The geospatial distribution of SSI admissions in this study is shown in Figure 3. A high-density area of post-discharge SSI admissions was noted around Durban, as well as several peri-urban areas surrounding Durban. Post-discharge admissions for SSI from rural areas in the north and south, as well as the midlands of KwaZulu-Natal province were less common.

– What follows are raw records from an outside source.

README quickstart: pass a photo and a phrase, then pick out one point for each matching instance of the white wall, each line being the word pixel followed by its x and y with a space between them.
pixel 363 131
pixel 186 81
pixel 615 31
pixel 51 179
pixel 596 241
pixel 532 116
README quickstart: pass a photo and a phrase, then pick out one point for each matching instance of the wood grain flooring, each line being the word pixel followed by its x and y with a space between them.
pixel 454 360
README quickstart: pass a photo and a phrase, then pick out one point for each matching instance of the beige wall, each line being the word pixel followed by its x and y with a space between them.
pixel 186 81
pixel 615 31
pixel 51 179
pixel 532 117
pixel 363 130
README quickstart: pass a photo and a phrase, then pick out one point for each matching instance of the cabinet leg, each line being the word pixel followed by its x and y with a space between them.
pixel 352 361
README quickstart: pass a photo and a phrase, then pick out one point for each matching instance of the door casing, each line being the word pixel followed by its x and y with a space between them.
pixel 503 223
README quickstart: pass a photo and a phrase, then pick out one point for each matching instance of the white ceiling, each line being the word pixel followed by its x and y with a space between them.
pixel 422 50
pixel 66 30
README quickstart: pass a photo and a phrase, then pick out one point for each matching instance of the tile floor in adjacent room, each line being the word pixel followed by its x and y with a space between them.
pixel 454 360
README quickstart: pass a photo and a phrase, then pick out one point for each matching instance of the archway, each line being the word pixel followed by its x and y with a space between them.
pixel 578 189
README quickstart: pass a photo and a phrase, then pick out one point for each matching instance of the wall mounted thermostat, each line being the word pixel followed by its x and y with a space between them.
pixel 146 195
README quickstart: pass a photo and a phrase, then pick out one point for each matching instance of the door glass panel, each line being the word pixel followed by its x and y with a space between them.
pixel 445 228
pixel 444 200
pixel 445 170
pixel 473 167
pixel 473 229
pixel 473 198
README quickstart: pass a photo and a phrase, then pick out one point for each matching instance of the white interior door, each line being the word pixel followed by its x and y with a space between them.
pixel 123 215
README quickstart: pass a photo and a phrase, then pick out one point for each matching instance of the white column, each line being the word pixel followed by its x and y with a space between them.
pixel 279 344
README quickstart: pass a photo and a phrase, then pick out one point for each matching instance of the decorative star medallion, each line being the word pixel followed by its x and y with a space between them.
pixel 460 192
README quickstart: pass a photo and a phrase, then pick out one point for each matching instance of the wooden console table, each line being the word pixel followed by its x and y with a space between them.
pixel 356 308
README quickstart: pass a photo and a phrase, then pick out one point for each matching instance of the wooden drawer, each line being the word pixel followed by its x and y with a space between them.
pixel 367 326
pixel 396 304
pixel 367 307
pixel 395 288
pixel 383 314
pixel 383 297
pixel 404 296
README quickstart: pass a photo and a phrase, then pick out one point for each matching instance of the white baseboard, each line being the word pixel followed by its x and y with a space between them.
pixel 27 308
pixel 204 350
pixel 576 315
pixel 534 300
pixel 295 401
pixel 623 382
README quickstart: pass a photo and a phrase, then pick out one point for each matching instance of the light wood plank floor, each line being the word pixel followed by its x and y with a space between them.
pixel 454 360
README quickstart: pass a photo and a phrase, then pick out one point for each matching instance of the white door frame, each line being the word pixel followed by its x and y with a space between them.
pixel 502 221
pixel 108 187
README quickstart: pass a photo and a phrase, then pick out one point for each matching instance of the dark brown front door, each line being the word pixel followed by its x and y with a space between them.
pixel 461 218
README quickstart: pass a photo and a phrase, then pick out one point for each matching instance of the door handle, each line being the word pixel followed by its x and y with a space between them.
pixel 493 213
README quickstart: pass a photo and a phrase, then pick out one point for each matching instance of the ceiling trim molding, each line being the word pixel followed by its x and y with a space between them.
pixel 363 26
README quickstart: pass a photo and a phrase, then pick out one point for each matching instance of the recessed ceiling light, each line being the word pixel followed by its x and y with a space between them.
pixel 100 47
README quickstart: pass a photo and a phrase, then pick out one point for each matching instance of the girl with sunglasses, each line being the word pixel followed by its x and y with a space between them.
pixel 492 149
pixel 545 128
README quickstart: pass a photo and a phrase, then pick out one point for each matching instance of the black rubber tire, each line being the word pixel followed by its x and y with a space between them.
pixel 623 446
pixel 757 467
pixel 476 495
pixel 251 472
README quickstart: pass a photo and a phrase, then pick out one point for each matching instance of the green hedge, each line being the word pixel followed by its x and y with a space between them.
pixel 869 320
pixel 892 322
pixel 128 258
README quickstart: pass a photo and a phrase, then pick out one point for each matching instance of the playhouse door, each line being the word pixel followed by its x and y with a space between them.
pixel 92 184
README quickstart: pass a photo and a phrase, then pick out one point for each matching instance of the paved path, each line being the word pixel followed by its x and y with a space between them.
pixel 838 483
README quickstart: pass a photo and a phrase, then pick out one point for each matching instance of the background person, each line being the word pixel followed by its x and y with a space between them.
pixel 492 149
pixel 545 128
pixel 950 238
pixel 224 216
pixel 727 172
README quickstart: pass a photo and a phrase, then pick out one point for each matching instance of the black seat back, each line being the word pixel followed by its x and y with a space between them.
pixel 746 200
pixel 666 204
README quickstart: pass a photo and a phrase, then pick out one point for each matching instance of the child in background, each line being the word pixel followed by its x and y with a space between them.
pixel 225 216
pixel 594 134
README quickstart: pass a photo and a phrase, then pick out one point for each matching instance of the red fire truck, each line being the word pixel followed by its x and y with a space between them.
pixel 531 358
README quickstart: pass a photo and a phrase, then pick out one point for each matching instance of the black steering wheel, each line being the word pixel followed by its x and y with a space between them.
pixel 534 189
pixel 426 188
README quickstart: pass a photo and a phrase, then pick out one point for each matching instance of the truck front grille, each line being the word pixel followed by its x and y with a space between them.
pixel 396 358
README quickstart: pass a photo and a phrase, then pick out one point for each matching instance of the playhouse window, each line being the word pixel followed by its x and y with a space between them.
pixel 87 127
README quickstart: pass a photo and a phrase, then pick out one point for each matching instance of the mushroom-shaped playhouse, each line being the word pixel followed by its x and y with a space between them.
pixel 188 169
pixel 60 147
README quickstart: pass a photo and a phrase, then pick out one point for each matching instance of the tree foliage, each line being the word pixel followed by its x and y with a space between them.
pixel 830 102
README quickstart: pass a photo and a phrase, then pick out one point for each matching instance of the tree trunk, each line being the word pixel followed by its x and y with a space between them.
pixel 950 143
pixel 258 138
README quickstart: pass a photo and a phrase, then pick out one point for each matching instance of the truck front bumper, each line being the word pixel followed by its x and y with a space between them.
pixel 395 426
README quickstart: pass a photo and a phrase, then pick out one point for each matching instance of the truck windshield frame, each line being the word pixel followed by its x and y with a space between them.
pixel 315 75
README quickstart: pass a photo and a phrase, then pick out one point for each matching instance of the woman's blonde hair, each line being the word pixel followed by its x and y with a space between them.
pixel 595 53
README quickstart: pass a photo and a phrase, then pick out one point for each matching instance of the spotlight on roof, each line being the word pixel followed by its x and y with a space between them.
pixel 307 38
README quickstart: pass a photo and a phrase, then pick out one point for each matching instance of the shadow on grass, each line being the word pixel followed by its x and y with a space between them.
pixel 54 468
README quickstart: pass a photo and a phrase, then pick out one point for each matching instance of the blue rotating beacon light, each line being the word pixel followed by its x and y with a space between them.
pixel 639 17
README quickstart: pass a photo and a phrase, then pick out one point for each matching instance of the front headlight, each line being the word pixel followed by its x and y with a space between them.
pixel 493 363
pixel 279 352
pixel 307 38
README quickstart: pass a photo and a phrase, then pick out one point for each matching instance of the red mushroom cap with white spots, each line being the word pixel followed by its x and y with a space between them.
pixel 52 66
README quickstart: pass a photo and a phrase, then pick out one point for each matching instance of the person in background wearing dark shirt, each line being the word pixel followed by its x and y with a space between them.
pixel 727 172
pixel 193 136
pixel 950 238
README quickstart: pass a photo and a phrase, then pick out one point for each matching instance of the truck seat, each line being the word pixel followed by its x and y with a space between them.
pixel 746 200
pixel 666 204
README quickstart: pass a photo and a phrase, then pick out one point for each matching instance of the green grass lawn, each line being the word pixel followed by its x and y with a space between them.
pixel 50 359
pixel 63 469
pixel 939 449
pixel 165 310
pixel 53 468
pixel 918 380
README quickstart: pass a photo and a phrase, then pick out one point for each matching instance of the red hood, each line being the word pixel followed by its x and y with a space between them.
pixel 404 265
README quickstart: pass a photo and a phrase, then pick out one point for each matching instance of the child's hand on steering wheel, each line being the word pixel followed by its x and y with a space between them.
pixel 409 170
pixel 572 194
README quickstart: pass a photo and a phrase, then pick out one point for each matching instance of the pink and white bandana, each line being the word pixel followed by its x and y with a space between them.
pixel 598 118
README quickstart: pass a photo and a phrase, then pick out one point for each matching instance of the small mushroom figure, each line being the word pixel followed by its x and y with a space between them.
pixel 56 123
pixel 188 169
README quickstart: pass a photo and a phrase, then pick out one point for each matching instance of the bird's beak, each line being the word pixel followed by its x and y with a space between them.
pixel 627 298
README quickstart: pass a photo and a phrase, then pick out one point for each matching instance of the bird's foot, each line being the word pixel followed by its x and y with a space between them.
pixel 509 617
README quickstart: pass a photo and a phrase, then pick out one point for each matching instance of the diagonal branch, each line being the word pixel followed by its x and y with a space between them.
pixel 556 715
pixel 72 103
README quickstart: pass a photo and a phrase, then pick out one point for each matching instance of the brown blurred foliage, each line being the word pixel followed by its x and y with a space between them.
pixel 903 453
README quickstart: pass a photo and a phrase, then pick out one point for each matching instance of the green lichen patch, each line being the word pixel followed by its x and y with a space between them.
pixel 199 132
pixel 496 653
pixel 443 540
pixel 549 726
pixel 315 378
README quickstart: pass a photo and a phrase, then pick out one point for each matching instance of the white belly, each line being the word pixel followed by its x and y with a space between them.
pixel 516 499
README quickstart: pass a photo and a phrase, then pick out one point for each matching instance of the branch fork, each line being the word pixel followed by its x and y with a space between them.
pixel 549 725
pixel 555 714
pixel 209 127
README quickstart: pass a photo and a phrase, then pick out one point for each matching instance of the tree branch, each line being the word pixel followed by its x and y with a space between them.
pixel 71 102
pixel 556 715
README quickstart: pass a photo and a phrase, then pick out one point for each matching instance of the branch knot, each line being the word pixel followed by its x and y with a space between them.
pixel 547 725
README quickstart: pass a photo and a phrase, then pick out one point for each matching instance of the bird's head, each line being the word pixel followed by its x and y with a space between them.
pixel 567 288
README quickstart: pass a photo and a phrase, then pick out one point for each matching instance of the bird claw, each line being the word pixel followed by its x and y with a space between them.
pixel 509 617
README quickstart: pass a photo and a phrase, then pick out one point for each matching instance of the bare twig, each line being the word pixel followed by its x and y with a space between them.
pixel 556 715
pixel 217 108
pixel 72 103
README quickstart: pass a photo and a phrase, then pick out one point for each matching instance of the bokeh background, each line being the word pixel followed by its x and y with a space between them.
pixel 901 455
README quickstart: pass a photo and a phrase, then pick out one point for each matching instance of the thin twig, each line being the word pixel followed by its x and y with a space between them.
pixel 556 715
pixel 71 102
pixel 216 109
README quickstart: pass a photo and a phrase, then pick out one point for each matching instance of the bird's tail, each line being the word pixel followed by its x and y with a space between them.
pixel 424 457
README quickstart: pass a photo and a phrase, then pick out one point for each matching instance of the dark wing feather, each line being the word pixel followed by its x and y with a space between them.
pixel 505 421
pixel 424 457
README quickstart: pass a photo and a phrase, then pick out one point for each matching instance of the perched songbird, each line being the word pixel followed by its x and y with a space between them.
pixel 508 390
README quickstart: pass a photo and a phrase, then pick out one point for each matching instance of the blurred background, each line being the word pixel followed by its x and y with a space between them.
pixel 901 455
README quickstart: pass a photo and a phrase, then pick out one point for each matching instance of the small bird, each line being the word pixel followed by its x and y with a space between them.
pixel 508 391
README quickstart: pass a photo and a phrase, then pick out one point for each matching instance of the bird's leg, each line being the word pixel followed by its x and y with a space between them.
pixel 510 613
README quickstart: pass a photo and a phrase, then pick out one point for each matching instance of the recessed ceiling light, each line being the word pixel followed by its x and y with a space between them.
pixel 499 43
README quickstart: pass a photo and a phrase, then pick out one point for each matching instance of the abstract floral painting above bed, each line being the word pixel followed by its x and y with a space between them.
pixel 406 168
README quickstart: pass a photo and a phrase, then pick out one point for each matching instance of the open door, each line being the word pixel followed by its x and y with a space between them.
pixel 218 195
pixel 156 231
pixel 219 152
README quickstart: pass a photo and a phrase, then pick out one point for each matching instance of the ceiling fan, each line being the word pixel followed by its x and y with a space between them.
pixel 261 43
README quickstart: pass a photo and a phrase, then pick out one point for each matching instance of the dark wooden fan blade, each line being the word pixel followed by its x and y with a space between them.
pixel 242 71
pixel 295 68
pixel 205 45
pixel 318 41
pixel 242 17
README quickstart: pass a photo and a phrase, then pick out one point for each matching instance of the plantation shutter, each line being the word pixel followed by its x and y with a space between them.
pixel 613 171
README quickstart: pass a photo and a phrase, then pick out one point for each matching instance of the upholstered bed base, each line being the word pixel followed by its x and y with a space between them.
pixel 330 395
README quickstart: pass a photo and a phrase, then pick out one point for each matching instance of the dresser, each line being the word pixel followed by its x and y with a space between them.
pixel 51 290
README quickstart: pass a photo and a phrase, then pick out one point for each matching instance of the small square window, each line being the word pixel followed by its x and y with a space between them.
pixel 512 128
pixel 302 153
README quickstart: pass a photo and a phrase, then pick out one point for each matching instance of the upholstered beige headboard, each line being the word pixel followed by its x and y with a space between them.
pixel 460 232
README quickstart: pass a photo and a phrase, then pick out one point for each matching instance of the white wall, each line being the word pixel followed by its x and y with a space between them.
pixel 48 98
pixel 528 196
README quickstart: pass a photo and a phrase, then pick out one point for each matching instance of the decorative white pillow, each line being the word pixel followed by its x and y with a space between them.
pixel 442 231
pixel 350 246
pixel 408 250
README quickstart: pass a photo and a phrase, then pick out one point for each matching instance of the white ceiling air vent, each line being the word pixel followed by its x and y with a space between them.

Along with the inpatient findings reported in ASOS,6 this study contributes toward a better overall understanding of SSI on the African continent. Most admissions in the study sample were of younger age. There is evidence to suggest that the risk of SSI increases up to the age of 65 years of age, following which there is a decrease in risk.9 In addition, most post-discharge SSIs were in admissions that did not have recent graft/prosthesis procedures. Surgical procedures involving grafts or prostheses are more likely in older patients rather than younger patients, which might explain this finding. For example, while there has been an increase in knee arthroplasty amongst persons younger than 60 years of age, the majority of arthroplasties continue to be performed in persons older than 60 years.10

The findings of the trends analysis suggest admissions for post-discharge SSI at IALCH, irrespective of stratification level, have remained consistent during the 10-year study period. Ideally, there should have been a declining trend in post-discharge SSI during the study period. The hospital follows the World Health Organization (WHO) recommendations for the prevention of SSI,11 and no new policies were specifically implemented during the study period. This demonstrates that although WHO recommendations for SSI prevention have been adopted at IALCH, further efforts are required to significantly reduce admissions for post-discharge SSI. Surgical site infection is multifactorial. Although the WHO recommendations seek to prevent SSI by addressing risk factors at the facility and healthcare worker levels, addressing risk factors at the patient level is also important. A potential method of reducing post-discharge SSI is patient empowerment through health promotion and educational initiatives. These health promotion activities and educational materials should be related to risk factor avoidance and proper wound care following discharge from hospital.12 Health promotion materials would need to be culturally relevant to African settings to be effective. Early detection and treatment of post-discharge SSI might reduce the chances of the SSI advancing to the point where it requires patient hospitalisation for treatment. Mobile phone technology has been used in the surveillance of post-discharge SSI in some settings.13,14 This intervention has the potential to identify post-discharge SSI at an early stage. Patients can then receive timeous treatment. As access to mobile phones in African settings is increasing,15 post-discharge SSI surveillance through a mobile phone-based intervention in these settings should be considered.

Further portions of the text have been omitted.